Vimeo finds itself as the defendant in a proposed class action lawsuit in which the plaintiff claims the ad-free video platform’s Magisto editing app has scanned and stored templates of thousands of consumers’ faces in contrivance to the Illinois Biometric Information Privacy Act (BIPA).
The lawsuit out of Cook County Circuit Court revolves around Vimeo’s cloud-based Magisto service, a web- and mobile-based video-editing app for consumers and businesses that the defendant says employs “artificial intelligence engines” to make video editing more streamlined. Magisto’s artificial intelligence is also designed “to intuitively analyze and edit” photo and video content, which includes the use of facial detection and recognition that can create “highly detailed geometric maps” of the faces of individuals who appear in photos and videos uploaded to the app, the complaint explains.

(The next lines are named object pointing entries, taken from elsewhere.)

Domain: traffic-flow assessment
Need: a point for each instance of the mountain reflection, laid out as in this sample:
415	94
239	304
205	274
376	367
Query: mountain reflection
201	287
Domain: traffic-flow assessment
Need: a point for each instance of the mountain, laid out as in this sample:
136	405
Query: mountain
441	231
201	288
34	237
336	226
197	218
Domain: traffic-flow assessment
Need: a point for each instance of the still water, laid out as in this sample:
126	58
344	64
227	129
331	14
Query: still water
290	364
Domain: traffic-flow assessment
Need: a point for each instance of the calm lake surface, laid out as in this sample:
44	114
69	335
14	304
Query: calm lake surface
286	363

Citing the Illinois BIPA, the lawsuit alleges that Vimeo, unbeknownst to the average consumer, has unlawfully scanned each and every face that’s appeared in a Magisto photo or video, extracting geometric data “relating to the unique points and contours”—i.e. biometric identifiers—of each face. Vimeo, the case claims, has used that data to “create and store a template of each face” without informing those to whom the faces belong.
“Each face template that Vimeo extracts is unique to a particular individual,” the case stresses, “in the same way that a fingerprint or voiceprint uniquely identifies one and only one person."
While facial scanning is legal, the BIPA requires companies to follow stringent guidelines with regard to the collection and storage of biometric identifiers such as facial scans and fingerprints in Illinois. The law mandates that companies inform consumers in writing that a biometric identifier is being collected or stored and of the length of time for which their biometric information will be collected, stored and used. The BIPA lastly requires companies to receive a written release from the consumer authorizing the collection and storage of their biometric data.
Importantly, the BIPA makes clear that companies in possession of consumers’ biometric identifiers must develop and make publicly available a written policy establishing a retention schedule and guidelines for the permanent destruction of the data “when the initial purpose for collecting or obtaining such” has been satisfied, or within three years of an individual’s last interaction with the business. Vimeo, the lawsuit argues, has violated all four prongs of the BIPA.
“In direct violation of [the BIPA], Vimeo never informed Illinois residents who had their face templates collected of the specific purpose and length of term for which their biometric identifiers or information would be collected, stored, and used, nor did Vimeo obtain a written release from any of these individuals,” the suit states. “In direct violation of [the BIPA], Vimeo does not have written, publicly available policies identifying their retention schedules or guidelines for permanently destroying any of these biometric identifiers or information.”
The lawsuit looks to certify a class of Illinois residents who are users of Vimeo’s Magisto service and had their biometric identifiers, namely scans of facial geometry, collected, captured, received or otherwise obtained by the defendant from videos and/or photos uploaded within the state. The case is the latest in a string of potential class action litigation filed by consumers who allege major companies, including Home Depot, Hilton, Shutterfly, and Universal Parks & Resorts, have captured and stored consumers’ biometric information without adhering to Illinois BIPA regulations.